Formatting AWS Transcribe Output with Diarization

ebarr · May 4, 2023, 2:20am

I’m used to Alteryx and am very new to KNIME. I have a json output from AWS Transcribe of an interview I did with a customer. I need to take the JSON output and format it either in word or an xls output. I need to extract the speaker field (three people total, so speaker 0, speaker 1, speaker 2) and the verbiage associated with that speaker. I uploaded a zoom video into AWS Transcribe to get the transcription. It’s formatted properly in the text preview box in AWS, I just can’t figure out how to get the JSON file to mimic that formatted output. Does someone have a simple workflow that addresses this use case they’d be willing to share?

ScottF · May 9, 2023, 9:01pm

Hi @ebarr and welcome to the forum.

Do you have a sample of the JSON data you could share, along with what the desired output would look like? That would be helpful in better understanding the issue.

ScottF · May 11, 2023, 7:32pm

Hi @ebarr -

You might be able to do this in KNIME using a combination of JSON Path, Ungroup , and GroupBy nodes - but I suspect it will be easier to use a pre-existing, short Python script to do it, like this one I found at StackOverflow:

Maybe it would be worth trying that within a Python Script node?
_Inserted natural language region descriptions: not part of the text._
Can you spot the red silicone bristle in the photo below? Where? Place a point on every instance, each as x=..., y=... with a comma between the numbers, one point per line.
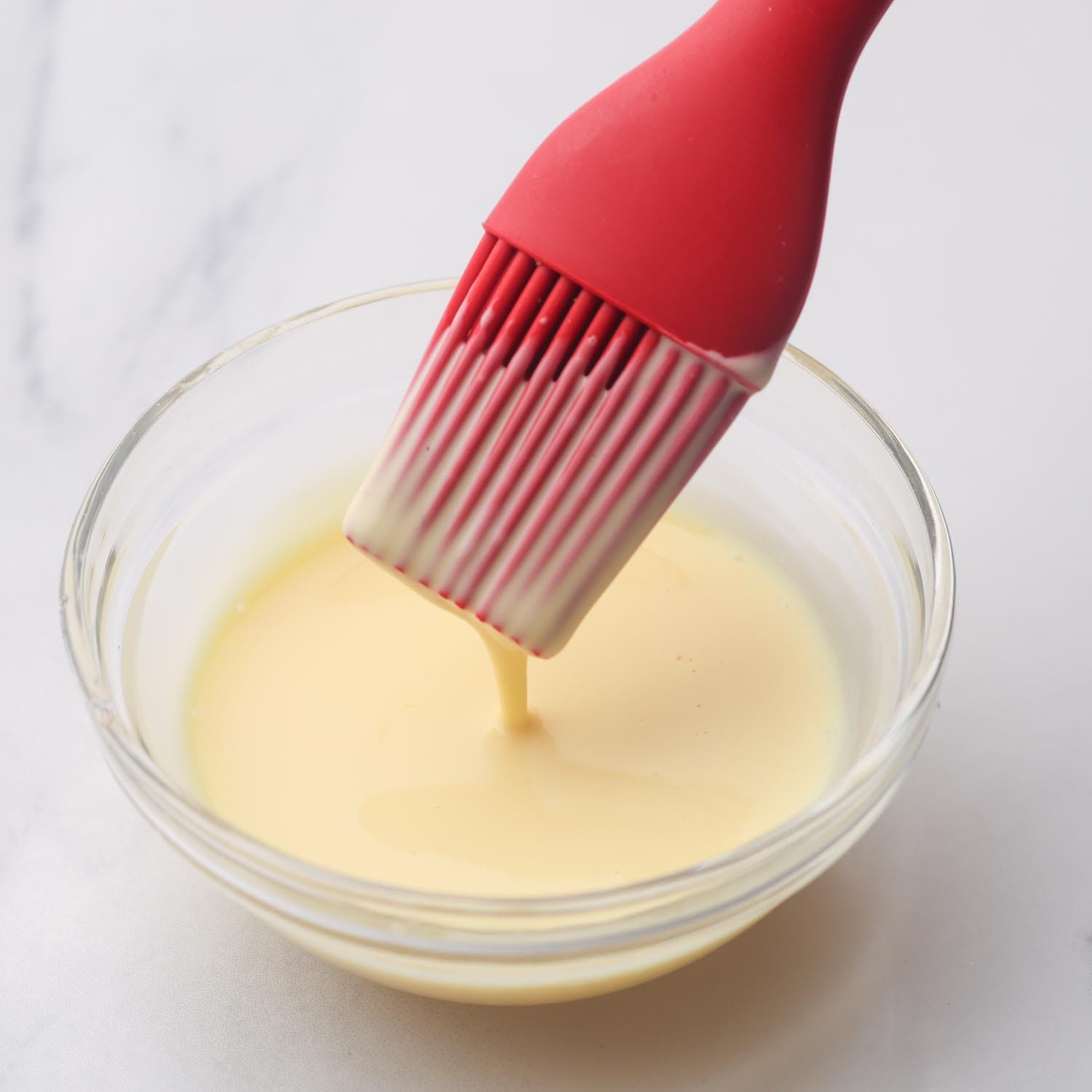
x=543, y=426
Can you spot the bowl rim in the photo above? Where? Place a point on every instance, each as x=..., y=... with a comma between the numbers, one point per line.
x=880, y=764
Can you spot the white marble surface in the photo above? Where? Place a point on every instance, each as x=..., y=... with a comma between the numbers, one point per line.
x=175, y=176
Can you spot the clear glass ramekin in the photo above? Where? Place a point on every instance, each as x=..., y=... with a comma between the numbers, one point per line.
x=196, y=494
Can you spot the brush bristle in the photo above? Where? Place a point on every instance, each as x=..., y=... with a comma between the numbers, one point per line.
x=542, y=437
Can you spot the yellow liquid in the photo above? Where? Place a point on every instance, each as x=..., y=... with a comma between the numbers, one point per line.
x=340, y=716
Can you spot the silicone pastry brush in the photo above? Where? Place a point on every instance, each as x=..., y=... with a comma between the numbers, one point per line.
x=635, y=286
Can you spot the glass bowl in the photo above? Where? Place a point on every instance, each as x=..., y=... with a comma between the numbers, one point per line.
x=194, y=498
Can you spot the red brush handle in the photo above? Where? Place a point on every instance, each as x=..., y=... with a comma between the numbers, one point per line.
x=690, y=194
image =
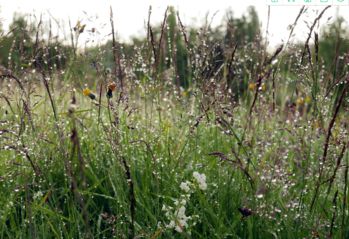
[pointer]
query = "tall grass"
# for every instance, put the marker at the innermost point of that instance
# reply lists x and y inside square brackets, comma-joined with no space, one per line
[153,159]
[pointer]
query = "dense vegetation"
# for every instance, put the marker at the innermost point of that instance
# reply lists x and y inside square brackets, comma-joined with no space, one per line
[187,133]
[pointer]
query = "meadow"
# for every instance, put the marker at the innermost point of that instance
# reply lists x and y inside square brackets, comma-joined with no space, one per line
[180,135]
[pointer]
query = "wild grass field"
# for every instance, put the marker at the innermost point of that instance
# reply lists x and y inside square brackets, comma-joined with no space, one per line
[187,133]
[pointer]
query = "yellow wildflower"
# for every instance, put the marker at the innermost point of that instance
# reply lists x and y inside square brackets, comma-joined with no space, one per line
[252,86]
[308,99]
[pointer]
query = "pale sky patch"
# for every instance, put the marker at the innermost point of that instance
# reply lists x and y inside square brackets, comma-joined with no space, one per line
[130,15]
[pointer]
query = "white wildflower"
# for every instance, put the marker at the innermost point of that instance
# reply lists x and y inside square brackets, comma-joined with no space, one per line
[185,186]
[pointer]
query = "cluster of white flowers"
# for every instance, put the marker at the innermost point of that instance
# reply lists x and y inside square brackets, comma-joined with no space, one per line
[176,215]
[185,186]
[179,221]
[201,180]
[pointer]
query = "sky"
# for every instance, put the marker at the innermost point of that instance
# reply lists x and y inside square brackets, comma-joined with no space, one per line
[130,15]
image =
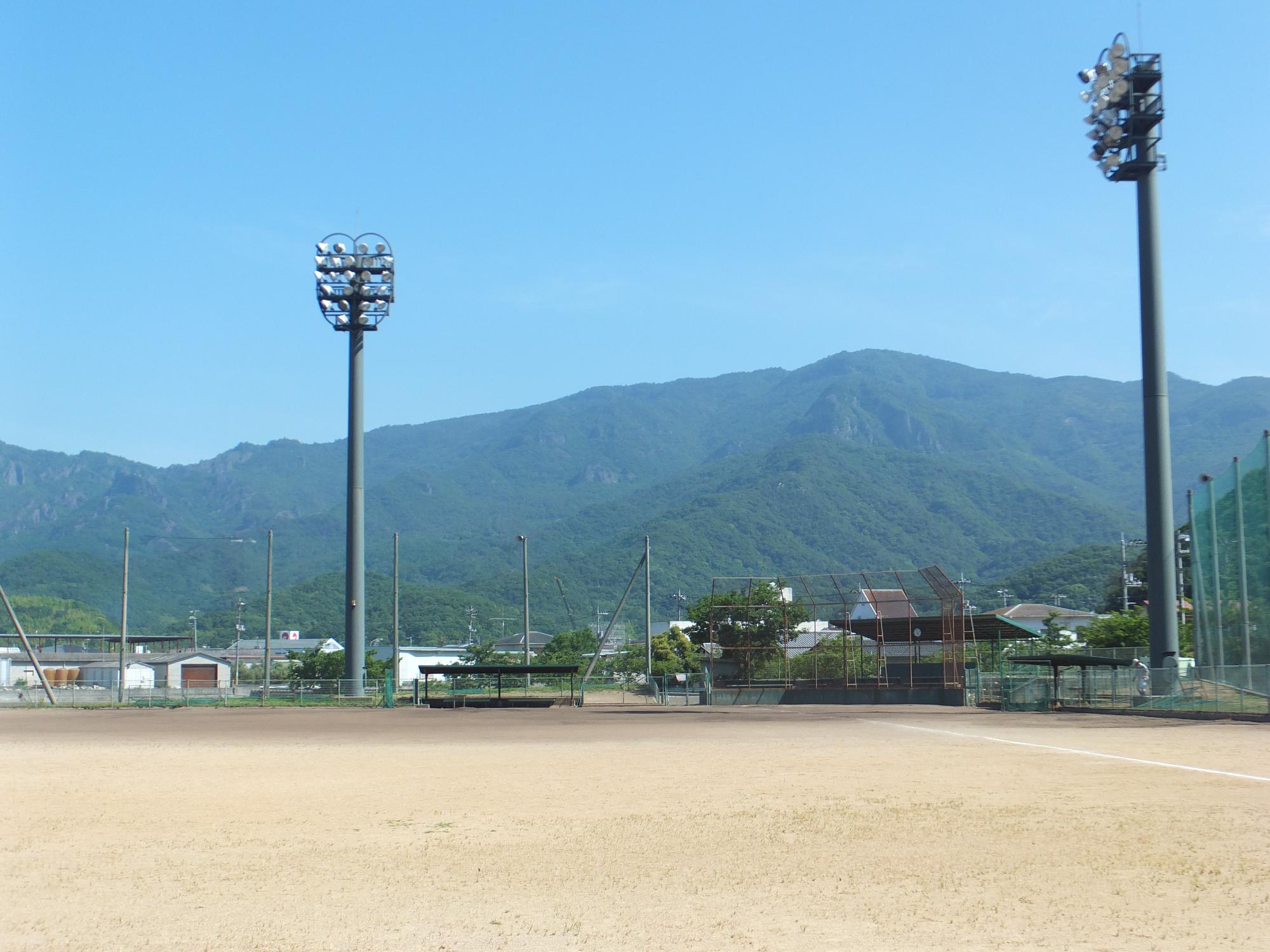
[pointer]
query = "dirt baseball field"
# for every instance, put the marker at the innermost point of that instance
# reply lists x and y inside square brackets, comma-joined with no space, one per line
[774,828]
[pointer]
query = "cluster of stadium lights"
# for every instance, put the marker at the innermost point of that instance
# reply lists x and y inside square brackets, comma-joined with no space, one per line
[355,281]
[1109,98]
[1126,107]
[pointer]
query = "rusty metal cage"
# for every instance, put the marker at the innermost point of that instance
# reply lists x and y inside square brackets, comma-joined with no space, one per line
[899,629]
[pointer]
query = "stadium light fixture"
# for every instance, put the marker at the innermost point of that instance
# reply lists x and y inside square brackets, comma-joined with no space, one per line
[1127,107]
[369,280]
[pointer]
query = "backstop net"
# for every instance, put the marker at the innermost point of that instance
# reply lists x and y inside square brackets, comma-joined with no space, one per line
[1230,563]
[838,630]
ebarr · May 12, 2023, 4:57pm

I’ll take a look, but unfortunately, that may be above my skill level. I was hoping that since AWS has a predefined transcribe json output with multiple speakers, there would be a node for that. I’ll keep searching around. Thank you.

ebarr · May 14, 2023, 3:57am

Good news - I figured out how to get to the single word outputs by speaker. The next issue is how do I do a multi-row formula like in Alteryx? I’d like to concatenate the words together into a sentence and group by speaker so that spk_1 will have a full sentence, then when it goes back to spk_0, i concatenate (and add a space between each each word to turn into a readable sentence), so, each word and space will continually aggregate so that at each change in user complete sentence will be formed, then delete the previous rows. The formula would be something like if row_current:speaker = row_previous row then row-1:contents plus row current::contents" " so that by the last speaker in the grouping, a complete sentence is formed . I’m not finding anything like that?

ScottF · May 15, 2023, 9:35pm

Hi @ebarr -

After thinking about this some more over the weekend, I came up with the following. It’s not the most elegant solution - maybe you can improve upon it? But there’s no Python involved, and only a tiny bit of scripting (just a few lines) in a Column Expressions node.

ParsingAmazonTranslateJSON.knwf (517.2 KB)

EDIT: Made some additional changes because I couldn’t help myself. This was a fun little challenge

ebarr · May 16, 2023, 3:39pm

This is absolutely perfect - thank you very much!!!

system · May 23, 2023, 3:40pm

This topic was automatically closed 7 days after the last reply. New replies are no longer allowed.